Multi-Step Level-Set Ice Accretion Simulation with the NSMB solver
Ali Al-Kebsi  1, *@  , Dorian Pena  1, 2@  , Eric Laurendeau  2@  , Robert Mosé  1, 3@  , Yannick Hoarau  1@  
1 : Laboratoire des sciences de l'ingénieur, de l'informatique et de l'imagerie  (ICube)  -  Site web
université de Strasbourg
02 Rue Boussingault, 67000 Strasbourg -  France
2 : Ecole Polytechnique de Montréal, Département de Génie Mécanique  -  Site web
C.P. 6079, succ. Centre-ville, MONTREAL (Québec) H3C 3A7 -  Canada
3 : Ecole Nationale du Génie de l'Eau et de l'Environnement de Strasbourg  (ENGEES)  -  Site web
université de Strasbourg
1 quai Koch 67000 Strasbourg -  France
* : Auteur correspondant

Icing effects can reduce the flight safety under certain weather conditions. According to the US
National Transport Safety Board, icing is one of the major causes of flight accidents. Supercooled
water droplets present in clouds impinge on the surface of aircraft structures. They either solidify
totally on impact or partially then creating a thin liquid film runback depending on the flow
temperature and speed hence, creating dry rime ice or glaze wet ice respectively. Designing an
adequate de-icing mechanisms requires full knowledge of the icing phenomenon itself. Icing
experimental study cannot exceed the scope of a handful of simple cases due to complexity and
cost. Consequently the use of computational fluid dynamics is justified.


The icing process is assumed broken up into four steps:
1) single phase air flows around the wing
2) transporting water suspended droplets; droplets impinge into the surface
3) generating a liquid or dry film exchanging energy with the surface
4) accreated to shape the final form during a certain exposure time.


This process is usually assumed to occur on a single step considering that the time scale of the icing
process is very long compared with that of the air flow.


Current Icing simulation codes used by industries are based on over-simplified models. 1) A 2D
inviscid panel methods with an empirical boundary layer method is used for the air flow. Which is
usually followed by 2) a Lagrangian transport of droplets. And finally 3,4) an iterative
thermodynamic model for the liquid film to compute the ice thickness. To generate the final
geometry however, a Lagrangian node displacement is needed. A multi-step icing approach repeats
this process for portions of the required exposure time but still with decoupled time scales.

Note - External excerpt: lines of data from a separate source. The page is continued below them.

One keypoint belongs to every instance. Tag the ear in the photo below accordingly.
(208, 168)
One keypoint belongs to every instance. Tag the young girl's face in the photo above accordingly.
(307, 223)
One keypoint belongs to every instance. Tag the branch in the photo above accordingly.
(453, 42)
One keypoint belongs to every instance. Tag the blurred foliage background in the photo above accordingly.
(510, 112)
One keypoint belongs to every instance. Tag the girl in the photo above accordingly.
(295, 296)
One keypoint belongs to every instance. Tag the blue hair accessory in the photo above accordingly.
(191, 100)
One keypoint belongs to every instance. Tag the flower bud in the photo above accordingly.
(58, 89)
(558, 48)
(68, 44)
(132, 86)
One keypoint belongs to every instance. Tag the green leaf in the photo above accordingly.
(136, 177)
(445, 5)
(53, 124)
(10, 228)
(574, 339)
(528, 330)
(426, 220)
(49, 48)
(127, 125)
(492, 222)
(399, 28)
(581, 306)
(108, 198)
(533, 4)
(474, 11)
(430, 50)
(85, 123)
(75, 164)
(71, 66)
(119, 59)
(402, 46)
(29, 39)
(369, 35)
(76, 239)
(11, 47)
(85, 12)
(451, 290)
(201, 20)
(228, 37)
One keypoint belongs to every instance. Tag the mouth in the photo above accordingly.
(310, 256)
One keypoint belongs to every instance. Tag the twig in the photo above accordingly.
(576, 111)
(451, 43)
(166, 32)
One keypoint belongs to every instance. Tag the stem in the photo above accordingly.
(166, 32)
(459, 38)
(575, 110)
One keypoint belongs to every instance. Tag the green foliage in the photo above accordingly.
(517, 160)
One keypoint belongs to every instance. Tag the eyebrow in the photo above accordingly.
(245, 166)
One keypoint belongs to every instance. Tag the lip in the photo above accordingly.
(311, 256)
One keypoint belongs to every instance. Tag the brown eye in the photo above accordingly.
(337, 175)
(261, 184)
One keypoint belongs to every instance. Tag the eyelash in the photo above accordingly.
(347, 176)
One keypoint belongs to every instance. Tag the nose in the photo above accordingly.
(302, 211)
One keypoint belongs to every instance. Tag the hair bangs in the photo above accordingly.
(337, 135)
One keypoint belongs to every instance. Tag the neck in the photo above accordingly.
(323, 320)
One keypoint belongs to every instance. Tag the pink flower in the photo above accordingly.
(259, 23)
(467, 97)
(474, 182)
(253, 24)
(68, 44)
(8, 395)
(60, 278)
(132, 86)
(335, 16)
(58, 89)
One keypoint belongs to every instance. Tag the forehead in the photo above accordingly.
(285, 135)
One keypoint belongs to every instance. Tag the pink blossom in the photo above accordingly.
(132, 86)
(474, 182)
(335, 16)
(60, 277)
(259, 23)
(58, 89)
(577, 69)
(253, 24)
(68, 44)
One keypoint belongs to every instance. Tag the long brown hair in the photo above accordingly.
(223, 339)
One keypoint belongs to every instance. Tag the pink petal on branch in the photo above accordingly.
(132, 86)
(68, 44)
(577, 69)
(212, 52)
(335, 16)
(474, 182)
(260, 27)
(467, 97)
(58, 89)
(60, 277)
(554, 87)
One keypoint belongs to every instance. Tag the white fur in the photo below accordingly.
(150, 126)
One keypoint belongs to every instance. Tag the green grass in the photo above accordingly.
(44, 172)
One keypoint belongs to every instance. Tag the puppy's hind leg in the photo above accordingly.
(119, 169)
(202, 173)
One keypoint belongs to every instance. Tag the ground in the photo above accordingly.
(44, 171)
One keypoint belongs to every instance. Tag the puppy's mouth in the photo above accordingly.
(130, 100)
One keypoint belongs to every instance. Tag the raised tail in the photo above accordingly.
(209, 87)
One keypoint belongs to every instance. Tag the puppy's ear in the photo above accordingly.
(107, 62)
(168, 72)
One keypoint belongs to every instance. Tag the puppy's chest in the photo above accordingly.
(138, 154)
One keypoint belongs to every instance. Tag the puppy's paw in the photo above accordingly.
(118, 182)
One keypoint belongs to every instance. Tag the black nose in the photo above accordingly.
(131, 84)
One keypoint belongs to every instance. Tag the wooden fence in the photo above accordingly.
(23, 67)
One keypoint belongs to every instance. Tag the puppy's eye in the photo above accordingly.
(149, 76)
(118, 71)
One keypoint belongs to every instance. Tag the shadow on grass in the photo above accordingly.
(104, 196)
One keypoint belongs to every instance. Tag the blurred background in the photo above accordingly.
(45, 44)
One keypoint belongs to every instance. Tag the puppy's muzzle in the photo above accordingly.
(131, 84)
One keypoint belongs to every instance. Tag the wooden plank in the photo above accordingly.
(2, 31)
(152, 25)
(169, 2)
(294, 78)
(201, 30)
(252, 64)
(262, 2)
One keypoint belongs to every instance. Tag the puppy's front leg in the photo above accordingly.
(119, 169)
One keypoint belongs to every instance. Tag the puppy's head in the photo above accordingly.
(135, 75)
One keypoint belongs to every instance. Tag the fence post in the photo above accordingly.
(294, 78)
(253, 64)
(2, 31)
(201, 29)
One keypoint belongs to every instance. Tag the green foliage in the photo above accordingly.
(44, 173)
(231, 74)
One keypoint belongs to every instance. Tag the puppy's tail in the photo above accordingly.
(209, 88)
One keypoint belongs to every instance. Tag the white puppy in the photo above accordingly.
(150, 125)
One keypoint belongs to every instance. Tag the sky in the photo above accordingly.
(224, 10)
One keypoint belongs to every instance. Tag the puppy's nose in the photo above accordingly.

Maintaining a good grid quality requires a tedious amount of work, since strange irregularities in
iced shapes are difficult to be fully accounted for.
The Level-Set method introduced by Osher and Fedkiw could alleviate such a task. A passive scalar
function is introduced and is put equal to zero at the interface, positively defined outside and
negatively inside; the zero level represents the time evolution of the air/ice interface. To complete
the model, a PDE type thermodynamic model is used for the film, coupled with an external flow
solver.


In the present study a new method of icing simulation is developed. To get the most out of such
model, it is developed in the three-dimensional structured multiblock Navier-Stokes solver NSMB.
For a multi-step icing procedure, the geometry is defined by a passive scalar called the level-set.
This level-set function is set equal to the distance, negative on the inside and positive outside. A
penalized Navier-Stokes equation is solved on the external flow using a simple non-body fitted
mesh, wherein the solid is represented by the negative level-set valued cells. The droplets are
transported using an Eulerian approach using a TVD and a local time stepping schemes. The
impingement rate or what's called the collection efficiency is then fed to a Shallow-Water Icing
Model that evaluates the ice accretion, its height and velocity. The convective heat transfer
coefficient is obtained from the Navier-Stokes solver. Following that the Level-set function is
advected with the icing velocity to predict the new deformed geometry. The process is then repeated
for as many portions of the exposure time as needed.